ワンチームを目指す

浅野 学生さんはよく、アサヒビールは全社がチーム一丸となって進むというイメージを持ってくださるんですが、実際にそうですね。弊社の社長も、ワンチームになろうということを言っています。今、ラグビーで話題のワンチームで恐縮ですが(笑)。チームワークを大切にする社員が多いですね

―― スポーツに協賛する機会が多いことも、そんな社風につながっているのかもしれないですね。

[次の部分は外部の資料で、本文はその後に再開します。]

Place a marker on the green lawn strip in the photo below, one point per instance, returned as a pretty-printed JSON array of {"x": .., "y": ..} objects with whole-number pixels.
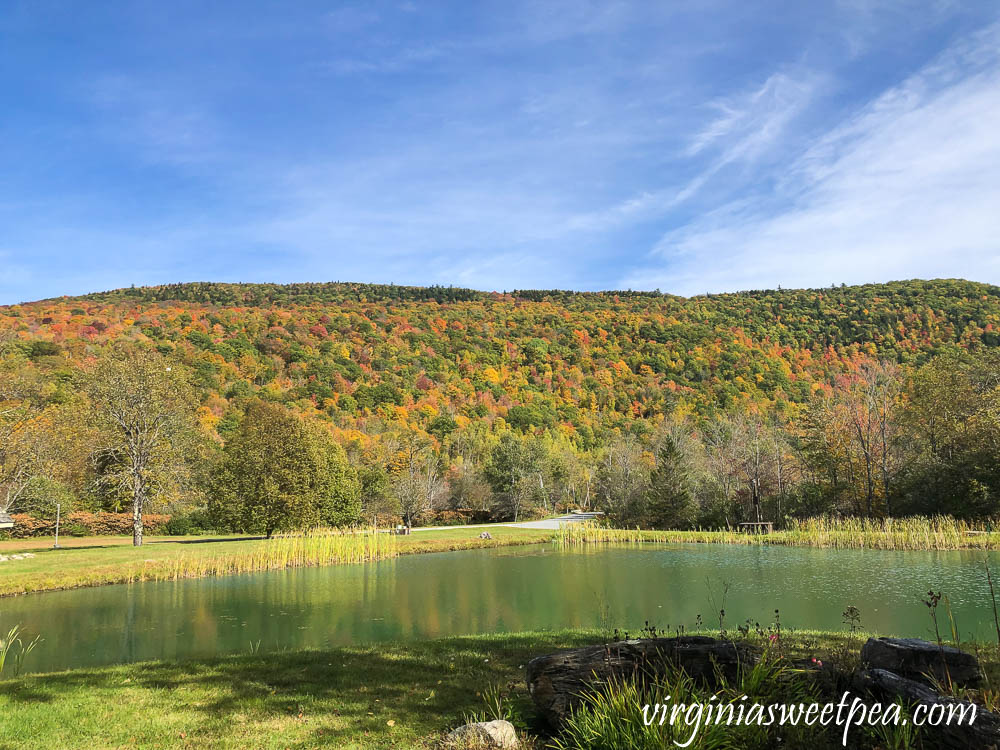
[
  {"x": 73, "y": 568},
  {"x": 340, "y": 698},
  {"x": 343, "y": 697}
]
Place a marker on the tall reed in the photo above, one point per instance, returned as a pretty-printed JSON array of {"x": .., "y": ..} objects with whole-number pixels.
[
  {"x": 311, "y": 548},
  {"x": 915, "y": 533}
]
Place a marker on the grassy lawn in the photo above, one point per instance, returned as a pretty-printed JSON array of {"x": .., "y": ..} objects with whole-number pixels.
[
  {"x": 402, "y": 696},
  {"x": 41, "y": 543},
  {"x": 116, "y": 563}
]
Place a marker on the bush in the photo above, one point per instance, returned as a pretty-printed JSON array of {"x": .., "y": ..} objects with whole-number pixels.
[{"x": 191, "y": 524}]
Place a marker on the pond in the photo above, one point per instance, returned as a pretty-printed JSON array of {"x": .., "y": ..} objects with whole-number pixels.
[{"x": 508, "y": 589}]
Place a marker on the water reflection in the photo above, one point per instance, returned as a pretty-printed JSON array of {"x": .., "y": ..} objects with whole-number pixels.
[{"x": 528, "y": 588}]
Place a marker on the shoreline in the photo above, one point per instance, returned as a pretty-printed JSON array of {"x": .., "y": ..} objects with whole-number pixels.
[{"x": 164, "y": 560}]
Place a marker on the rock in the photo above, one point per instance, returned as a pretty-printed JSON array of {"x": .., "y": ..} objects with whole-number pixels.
[
  {"x": 983, "y": 733},
  {"x": 920, "y": 660},
  {"x": 556, "y": 681},
  {"x": 484, "y": 734}
]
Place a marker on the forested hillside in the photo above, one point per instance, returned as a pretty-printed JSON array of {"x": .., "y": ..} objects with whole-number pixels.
[{"x": 510, "y": 402}]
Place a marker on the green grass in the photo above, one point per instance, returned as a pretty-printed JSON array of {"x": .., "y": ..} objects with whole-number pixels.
[
  {"x": 112, "y": 562},
  {"x": 337, "y": 698},
  {"x": 72, "y": 568}
]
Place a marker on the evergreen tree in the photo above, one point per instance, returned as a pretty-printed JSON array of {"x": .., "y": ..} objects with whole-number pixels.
[{"x": 669, "y": 501}]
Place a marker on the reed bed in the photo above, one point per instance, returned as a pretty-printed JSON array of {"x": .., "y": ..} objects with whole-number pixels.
[
  {"x": 915, "y": 533},
  {"x": 312, "y": 548}
]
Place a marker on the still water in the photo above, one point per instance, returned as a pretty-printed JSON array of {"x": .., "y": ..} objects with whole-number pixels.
[{"x": 483, "y": 591}]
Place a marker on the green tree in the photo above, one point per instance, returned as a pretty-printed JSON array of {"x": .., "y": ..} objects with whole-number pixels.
[
  {"x": 669, "y": 503},
  {"x": 510, "y": 471},
  {"x": 278, "y": 474}
]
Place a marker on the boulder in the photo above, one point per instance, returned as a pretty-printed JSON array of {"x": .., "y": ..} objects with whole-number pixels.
[
  {"x": 983, "y": 733},
  {"x": 484, "y": 734},
  {"x": 557, "y": 681},
  {"x": 922, "y": 661}
]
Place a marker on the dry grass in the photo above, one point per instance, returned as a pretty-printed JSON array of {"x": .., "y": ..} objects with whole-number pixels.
[{"x": 916, "y": 533}]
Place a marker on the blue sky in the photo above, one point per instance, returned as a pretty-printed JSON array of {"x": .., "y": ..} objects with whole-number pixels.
[{"x": 687, "y": 146}]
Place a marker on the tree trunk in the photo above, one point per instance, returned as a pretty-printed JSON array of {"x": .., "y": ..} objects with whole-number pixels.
[
  {"x": 138, "y": 500},
  {"x": 137, "y": 523}
]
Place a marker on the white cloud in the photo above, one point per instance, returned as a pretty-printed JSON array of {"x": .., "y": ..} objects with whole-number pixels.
[{"x": 909, "y": 187}]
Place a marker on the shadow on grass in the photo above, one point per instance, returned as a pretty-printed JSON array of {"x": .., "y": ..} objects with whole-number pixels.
[{"x": 340, "y": 695}]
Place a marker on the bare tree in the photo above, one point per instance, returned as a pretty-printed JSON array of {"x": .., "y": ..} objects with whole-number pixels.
[
  {"x": 20, "y": 442},
  {"x": 623, "y": 477},
  {"x": 419, "y": 485},
  {"x": 870, "y": 402},
  {"x": 142, "y": 406}
]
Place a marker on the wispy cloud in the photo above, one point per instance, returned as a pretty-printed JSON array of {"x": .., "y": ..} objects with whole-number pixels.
[{"x": 907, "y": 187}]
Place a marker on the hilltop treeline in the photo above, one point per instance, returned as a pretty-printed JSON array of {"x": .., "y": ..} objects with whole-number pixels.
[{"x": 660, "y": 409}]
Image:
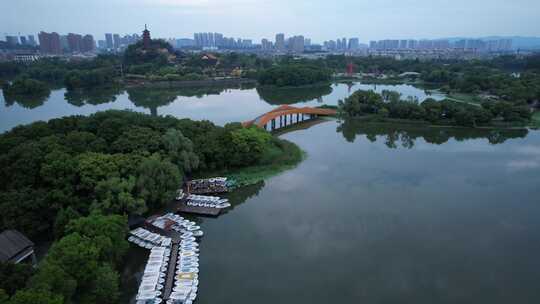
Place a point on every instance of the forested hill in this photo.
(75, 180)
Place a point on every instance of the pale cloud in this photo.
(317, 19)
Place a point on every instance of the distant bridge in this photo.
(287, 115)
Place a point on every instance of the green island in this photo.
(75, 180)
(390, 107)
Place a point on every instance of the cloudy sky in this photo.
(318, 19)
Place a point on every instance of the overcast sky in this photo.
(256, 19)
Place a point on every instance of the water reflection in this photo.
(279, 96)
(98, 96)
(153, 98)
(406, 135)
(26, 101)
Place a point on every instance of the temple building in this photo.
(15, 247)
(146, 38)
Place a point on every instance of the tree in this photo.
(53, 278)
(157, 181)
(106, 287)
(14, 276)
(465, 118)
(433, 109)
(115, 196)
(4, 298)
(62, 219)
(361, 103)
(77, 256)
(180, 150)
(139, 139)
(248, 146)
(106, 233)
(36, 297)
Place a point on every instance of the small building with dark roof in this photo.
(15, 247)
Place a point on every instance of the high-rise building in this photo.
(74, 42)
(64, 45)
(218, 39)
(460, 44)
(185, 42)
(354, 44)
(403, 44)
(31, 40)
(116, 41)
(108, 41)
(266, 45)
(49, 43)
(88, 44)
(12, 40)
(296, 44)
(280, 42)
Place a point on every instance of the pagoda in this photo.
(146, 38)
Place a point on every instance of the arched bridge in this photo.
(287, 115)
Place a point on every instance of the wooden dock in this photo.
(171, 271)
(184, 208)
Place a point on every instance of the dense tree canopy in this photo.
(294, 75)
(390, 105)
(78, 178)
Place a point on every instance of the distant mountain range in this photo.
(518, 42)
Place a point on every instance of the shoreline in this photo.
(185, 83)
(381, 120)
(292, 155)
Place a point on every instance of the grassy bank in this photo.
(535, 121)
(443, 123)
(274, 162)
(466, 98)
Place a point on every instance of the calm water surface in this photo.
(375, 214)
(219, 105)
(390, 219)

浅野 そうですね。今年開催の野球の「2019WBSCプレミア12」に協賛していますし、来年の東京2020オリンピック・パラリンピック競技大会も、ビールとワインのゴールドパートナーとして協賛しています。ひとつの目的に向かってがんばろうというスポーツの精神と近い風土ではありますね。ただ、上から言われてただやるというのではなく、風通しがよく、自発的に考え、行動を起こすこともできます。また、みんなでがんばっていこうという空気が強いですね。若いうちから上司に意見を言える雰囲気もあり、それが一体感を生んでいると思います。

―― (20)いちおしの福利厚生はありますか? アサヒビール飲み放題とか!

浅野 残念ながら、会社の蛇口をひねってもビールは出てこないですが(笑)、財形貯蓄や住宅手当、カフェテリアプランなど、一通りの福利厚生は整っています。社員それぞれが自分に合ったものを利用していますよ。

―― ビール業界全体には、若者のビール離れなどの課題があるとも言われていますよね。そんな中で、アサヒビールはどんな立ち位置でありたいですか?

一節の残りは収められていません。